If the tap disappears, the crate never existed, or the binary stops matching the claimed hash, new installs don’t meet the conditions of the original vouch. Reputation doesn’t automatically carry over.

3. Dispute + slashing for “ghost skills”

Ghost skills are those that look real but fail at execution time:

  • No binary.
  • No working install path.
  • Behavior materially different from the description.

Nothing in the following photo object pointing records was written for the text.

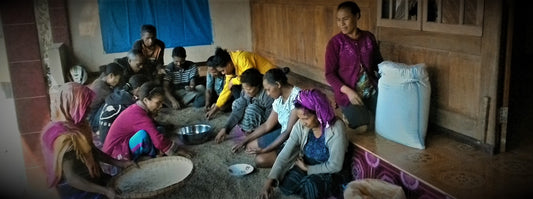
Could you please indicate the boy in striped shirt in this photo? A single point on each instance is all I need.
(180, 82)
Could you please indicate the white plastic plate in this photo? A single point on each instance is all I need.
(240, 169)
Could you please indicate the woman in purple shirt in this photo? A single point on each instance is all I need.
(351, 67)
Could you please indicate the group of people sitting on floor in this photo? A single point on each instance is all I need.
(294, 131)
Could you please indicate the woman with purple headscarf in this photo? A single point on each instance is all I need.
(311, 161)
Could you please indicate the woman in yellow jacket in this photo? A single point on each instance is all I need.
(232, 65)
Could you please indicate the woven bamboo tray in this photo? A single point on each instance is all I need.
(153, 177)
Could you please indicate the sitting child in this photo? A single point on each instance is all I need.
(134, 134)
(214, 85)
(252, 108)
(110, 76)
(117, 102)
(180, 81)
(153, 50)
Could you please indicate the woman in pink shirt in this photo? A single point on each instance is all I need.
(351, 67)
(134, 133)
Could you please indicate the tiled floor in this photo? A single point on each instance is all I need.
(460, 169)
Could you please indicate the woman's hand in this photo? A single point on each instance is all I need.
(175, 104)
(267, 189)
(184, 152)
(230, 83)
(221, 136)
(110, 193)
(236, 148)
(211, 113)
(254, 150)
(126, 163)
(300, 164)
(354, 98)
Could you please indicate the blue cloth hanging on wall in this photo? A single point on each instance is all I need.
(178, 22)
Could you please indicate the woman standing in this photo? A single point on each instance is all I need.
(351, 67)
(310, 162)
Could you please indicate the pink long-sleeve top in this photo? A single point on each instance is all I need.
(344, 58)
(131, 120)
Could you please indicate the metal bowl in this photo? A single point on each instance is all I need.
(195, 134)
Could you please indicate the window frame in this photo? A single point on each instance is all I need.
(463, 29)
(422, 24)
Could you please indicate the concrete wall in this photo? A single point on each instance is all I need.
(10, 141)
(230, 21)
(4, 68)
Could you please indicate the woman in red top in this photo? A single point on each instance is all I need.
(134, 133)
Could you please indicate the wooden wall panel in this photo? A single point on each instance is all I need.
(463, 69)
(295, 33)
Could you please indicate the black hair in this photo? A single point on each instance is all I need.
(209, 61)
(277, 75)
(149, 29)
(220, 59)
(252, 77)
(352, 6)
(111, 68)
(179, 52)
(132, 53)
(135, 81)
(149, 90)
(297, 105)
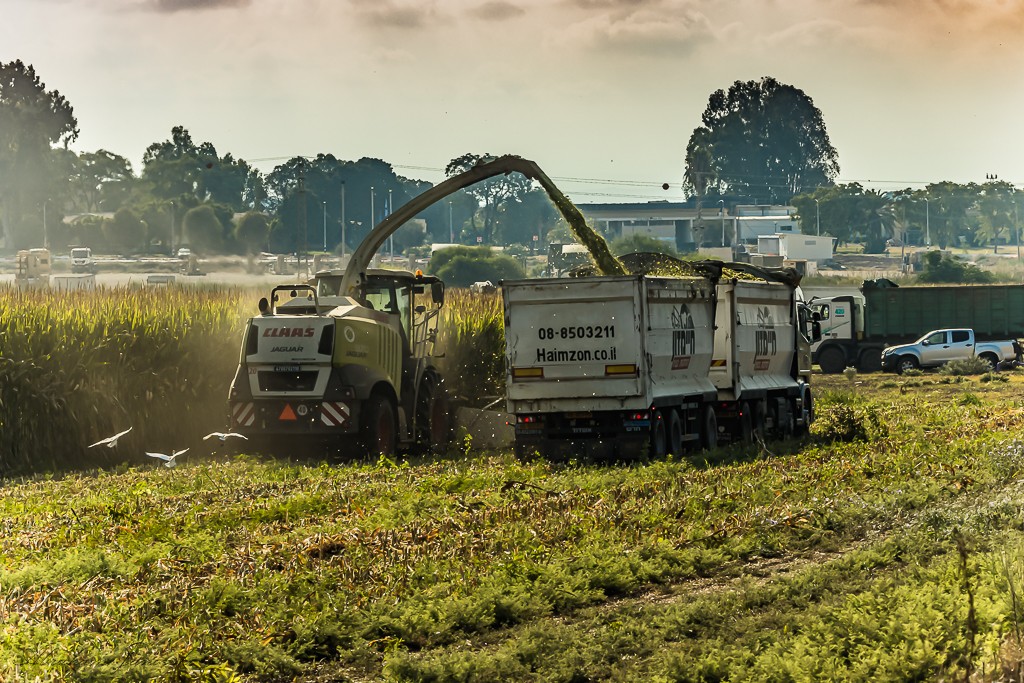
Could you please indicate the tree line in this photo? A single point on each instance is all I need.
(759, 141)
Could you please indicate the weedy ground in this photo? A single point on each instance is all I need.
(889, 546)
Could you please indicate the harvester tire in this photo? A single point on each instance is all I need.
(379, 429)
(432, 418)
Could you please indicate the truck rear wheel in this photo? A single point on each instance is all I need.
(378, 429)
(870, 360)
(709, 429)
(993, 363)
(906, 363)
(658, 437)
(675, 433)
(832, 360)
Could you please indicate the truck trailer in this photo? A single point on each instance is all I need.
(855, 328)
(620, 367)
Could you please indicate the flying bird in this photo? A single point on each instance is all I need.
(223, 436)
(111, 441)
(168, 460)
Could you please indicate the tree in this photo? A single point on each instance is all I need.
(491, 194)
(763, 139)
(32, 120)
(203, 229)
(252, 231)
(100, 180)
(461, 266)
(848, 212)
(125, 232)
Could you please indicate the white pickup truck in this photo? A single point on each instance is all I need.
(940, 346)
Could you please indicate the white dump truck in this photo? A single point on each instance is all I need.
(625, 366)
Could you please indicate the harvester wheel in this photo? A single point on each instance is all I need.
(378, 428)
(432, 417)
(709, 433)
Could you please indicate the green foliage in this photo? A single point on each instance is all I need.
(828, 561)
(760, 138)
(125, 232)
(203, 230)
(963, 367)
(252, 231)
(943, 267)
(846, 419)
(461, 266)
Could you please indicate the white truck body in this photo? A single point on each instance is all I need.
(593, 354)
(621, 365)
(756, 339)
(941, 346)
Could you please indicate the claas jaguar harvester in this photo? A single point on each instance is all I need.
(630, 366)
(351, 357)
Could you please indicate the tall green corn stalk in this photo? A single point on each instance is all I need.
(472, 336)
(77, 367)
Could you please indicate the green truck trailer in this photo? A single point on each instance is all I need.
(856, 327)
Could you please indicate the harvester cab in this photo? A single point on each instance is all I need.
(351, 353)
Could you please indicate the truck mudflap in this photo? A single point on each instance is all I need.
(599, 435)
(294, 416)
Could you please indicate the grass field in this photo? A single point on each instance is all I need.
(890, 546)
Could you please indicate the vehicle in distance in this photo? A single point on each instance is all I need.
(81, 260)
(940, 346)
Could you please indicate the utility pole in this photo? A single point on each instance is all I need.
(342, 223)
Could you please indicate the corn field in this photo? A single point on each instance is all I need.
(78, 367)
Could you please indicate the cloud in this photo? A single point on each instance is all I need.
(392, 14)
(188, 5)
(498, 10)
(651, 27)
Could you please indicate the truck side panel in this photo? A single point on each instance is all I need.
(605, 343)
(755, 339)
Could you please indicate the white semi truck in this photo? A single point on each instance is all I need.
(623, 366)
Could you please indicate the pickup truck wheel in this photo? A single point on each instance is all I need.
(870, 360)
(675, 433)
(378, 427)
(906, 363)
(832, 360)
(993, 363)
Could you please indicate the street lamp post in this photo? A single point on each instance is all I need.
(721, 213)
(343, 223)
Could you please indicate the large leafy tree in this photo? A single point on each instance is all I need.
(32, 120)
(100, 180)
(179, 167)
(848, 212)
(762, 139)
(492, 195)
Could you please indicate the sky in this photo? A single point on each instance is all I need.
(603, 94)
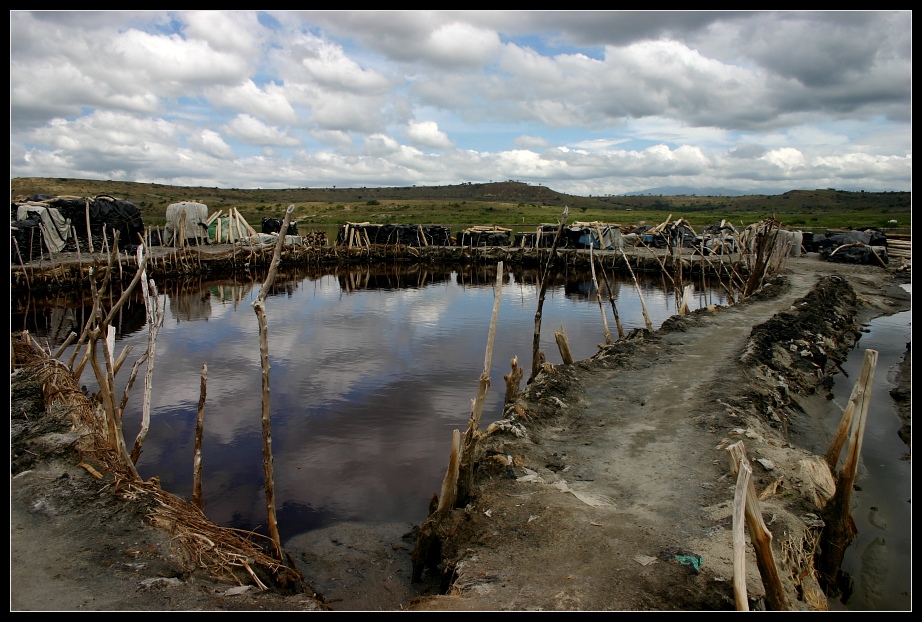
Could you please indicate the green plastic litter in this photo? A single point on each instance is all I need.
(694, 561)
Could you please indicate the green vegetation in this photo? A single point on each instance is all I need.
(501, 203)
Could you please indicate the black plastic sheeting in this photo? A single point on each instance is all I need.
(26, 240)
(407, 235)
(274, 225)
(107, 215)
(482, 238)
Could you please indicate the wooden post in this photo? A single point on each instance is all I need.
(513, 380)
(472, 434)
(563, 346)
(760, 536)
(739, 538)
(855, 402)
(840, 528)
(259, 306)
(683, 307)
(197, 458)
(643, 305)
(427, 546)
(598, 295)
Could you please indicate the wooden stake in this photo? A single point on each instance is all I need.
(739, 538)
(536, 342)
(683, 307)
(513, 380)
(761, 537)
(472, 434)
(197, 459)
(427, 543)
(598, 295)
(840, 528)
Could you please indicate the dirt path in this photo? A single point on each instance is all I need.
(609, 475)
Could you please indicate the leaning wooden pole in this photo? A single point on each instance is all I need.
(197, 457)
(259, 306)
(536, 342)
(855, 403)
(643, 305)
(840, 528)
(428, 543)
(513, 380)
(472, 434)
(598, 295)
(775, 596)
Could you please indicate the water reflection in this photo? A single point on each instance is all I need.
(371, 370)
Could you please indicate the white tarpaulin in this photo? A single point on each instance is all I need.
(55, 228)
(196, 216)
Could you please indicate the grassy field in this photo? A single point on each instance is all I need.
(500, 203)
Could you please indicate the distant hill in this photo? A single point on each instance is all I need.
(490, 203)
(699, 191)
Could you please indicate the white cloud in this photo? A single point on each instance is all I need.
(427, 134)
(639, 99)
(255, 132)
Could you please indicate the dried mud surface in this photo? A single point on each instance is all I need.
(598, 490)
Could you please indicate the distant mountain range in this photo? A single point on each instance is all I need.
(671, 191)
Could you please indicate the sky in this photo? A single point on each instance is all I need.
(583, 102)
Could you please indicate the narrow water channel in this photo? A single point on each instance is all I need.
(879, 560)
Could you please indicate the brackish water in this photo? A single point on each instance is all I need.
(372, 369)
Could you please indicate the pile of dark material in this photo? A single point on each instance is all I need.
(475, 237)
(274, 225)
(543, 237)
(106, 216)
(26, 238)
(405, 235)
(670, 236)
(860, 246)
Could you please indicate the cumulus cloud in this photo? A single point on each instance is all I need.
(427, 134)
(636, 99)
(255, 132)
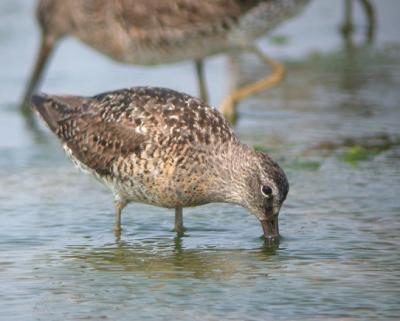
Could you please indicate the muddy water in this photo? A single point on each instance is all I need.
(334, 127)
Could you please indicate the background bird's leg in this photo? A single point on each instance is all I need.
(201, 80)
(119, 206)
(179, 229)
(347, 26)
(228, 105)
(44, 53)
(370, 12)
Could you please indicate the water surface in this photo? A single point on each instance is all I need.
(334, 127)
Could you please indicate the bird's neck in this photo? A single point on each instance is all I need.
(230, 174)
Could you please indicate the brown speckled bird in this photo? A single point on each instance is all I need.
(152, 32)
(164, 148)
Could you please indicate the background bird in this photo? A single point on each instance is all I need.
(152, 32)
(164, 148)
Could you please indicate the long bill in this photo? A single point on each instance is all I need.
(271, 229)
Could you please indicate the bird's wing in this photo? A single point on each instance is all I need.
(151, 15)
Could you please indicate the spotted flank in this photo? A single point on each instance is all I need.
(164, 148)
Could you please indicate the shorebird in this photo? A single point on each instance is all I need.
(161, 147)
(152, 32)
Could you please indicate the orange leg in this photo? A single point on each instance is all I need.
(46, 48)
(201, 80)
(228, 105)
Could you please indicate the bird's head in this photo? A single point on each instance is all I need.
(266, 188)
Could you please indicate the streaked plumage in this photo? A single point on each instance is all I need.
(151, 32)
(163, 148)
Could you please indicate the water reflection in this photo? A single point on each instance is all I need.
(168, 259)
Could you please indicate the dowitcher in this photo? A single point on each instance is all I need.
(164, 148)
(152, 32)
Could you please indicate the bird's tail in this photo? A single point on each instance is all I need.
(54, 109)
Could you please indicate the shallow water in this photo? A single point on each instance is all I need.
(334, 127)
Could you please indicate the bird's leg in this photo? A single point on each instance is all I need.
(227, 106)
(347, 26)
(201, 80)
(369, 10)
(179, 229)
(119, 206)
(46, 48)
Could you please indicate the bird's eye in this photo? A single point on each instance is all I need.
(266, 190)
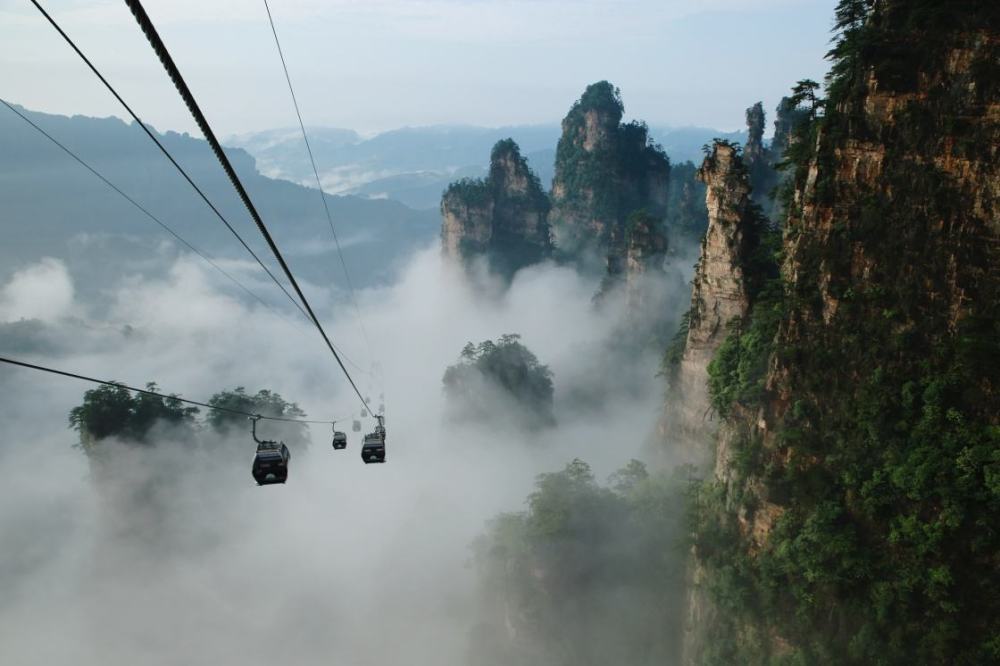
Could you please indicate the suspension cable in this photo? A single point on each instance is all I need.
(206, 405)
(319, 183)
(158, 221)
(168, 63)
(163, 149)
(136, 204)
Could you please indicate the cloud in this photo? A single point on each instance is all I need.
(40, 291)
(172, 555)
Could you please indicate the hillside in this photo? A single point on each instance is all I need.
(377, 235)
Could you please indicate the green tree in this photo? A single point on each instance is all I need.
(588, 574)
(264, 402)
(497, 380)
(112, 411)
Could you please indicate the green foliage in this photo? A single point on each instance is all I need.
(500, 380)
(265, 403)
(509, 203)
(611, 179)
(473, 192)
(589, 574)
(113, 411)
(675, 350)
(883, 468)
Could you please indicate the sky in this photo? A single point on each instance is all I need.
(374, 65)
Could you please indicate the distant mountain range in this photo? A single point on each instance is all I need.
(52, 206)
(414, 165)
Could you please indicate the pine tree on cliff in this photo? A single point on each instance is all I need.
(853, 518)
(503, 218)
(605, 171)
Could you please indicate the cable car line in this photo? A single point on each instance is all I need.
(227, 410)
(136, 204)
(319, 184)
(168, 63)
(163, 149)
(160, 222)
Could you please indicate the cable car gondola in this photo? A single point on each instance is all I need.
(373, 445)
(270, 462)
(339, 438)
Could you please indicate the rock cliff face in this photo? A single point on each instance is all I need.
(760, 161)
(719, 296)
(605, 171)
(852, 483)
(503, 217)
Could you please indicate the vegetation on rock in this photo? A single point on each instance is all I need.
(500, 380)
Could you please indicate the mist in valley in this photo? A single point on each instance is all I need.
(171, 554)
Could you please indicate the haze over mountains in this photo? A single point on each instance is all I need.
(92, 227)
(414, 165)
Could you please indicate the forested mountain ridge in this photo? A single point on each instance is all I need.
(851, 513)
(380, 233)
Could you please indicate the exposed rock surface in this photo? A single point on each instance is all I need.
(834, 481)
(605, 171)
(719, 296)
(502, 217)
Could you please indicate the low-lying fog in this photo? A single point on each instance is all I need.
(347, 563)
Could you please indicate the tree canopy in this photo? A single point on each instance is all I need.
(500, 380)
(588, 574)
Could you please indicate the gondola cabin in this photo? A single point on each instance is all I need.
(373, 447)
(270, 463)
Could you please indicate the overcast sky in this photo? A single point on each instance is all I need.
(372, 65)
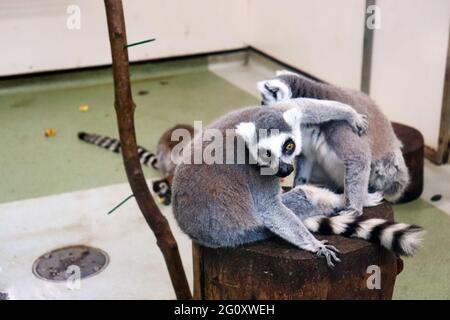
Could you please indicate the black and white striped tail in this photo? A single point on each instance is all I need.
(401, 238)
(146, 157)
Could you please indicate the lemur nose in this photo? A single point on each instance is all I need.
(284, 169)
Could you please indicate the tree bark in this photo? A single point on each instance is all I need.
(125, 106)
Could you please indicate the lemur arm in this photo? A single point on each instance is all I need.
(303, 170)
(316, 111)
(285, 224)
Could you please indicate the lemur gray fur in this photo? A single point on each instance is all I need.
(335, 157)
(226, 205)
(160, 161)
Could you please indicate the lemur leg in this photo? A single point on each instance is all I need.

With AgentVouch, that’s a valid dispute:

  • Claim: “Skill is non-functional / materially misrepresented.”
  • Outcome: If the dispute is upheld, vouchers who backed that claim get slashed.

Skin in the game makes publishing ghost skills expensive.

4. Better discovery UX

In a ClawHub‑style UI, you could surface AgentVouch metadata directly in the catalog:

  • fast-browser-use0 successful installs / 0 vouches / 0 on-chain reputation.
  • A boring but real tool → 23 vouches from agents that executed this skill in the last 30 days.

At a glance, you’d know fast-browser-use is brochureware until proven otherwise.


Credential Surface vs. Reality

This is a concrete example of the gap AgentVouch is trying to close:

  • Credential surface: SKILL.md, README, marketing copy, nice logo.
  • Reality: Does it install? Does it run? Does it do what it says, at this version, on this chain?

AgentVouch’s job is to make that gap economically expensive—for the people minting shiny‑but‑nonexistent tools, not for the agents trying to use them.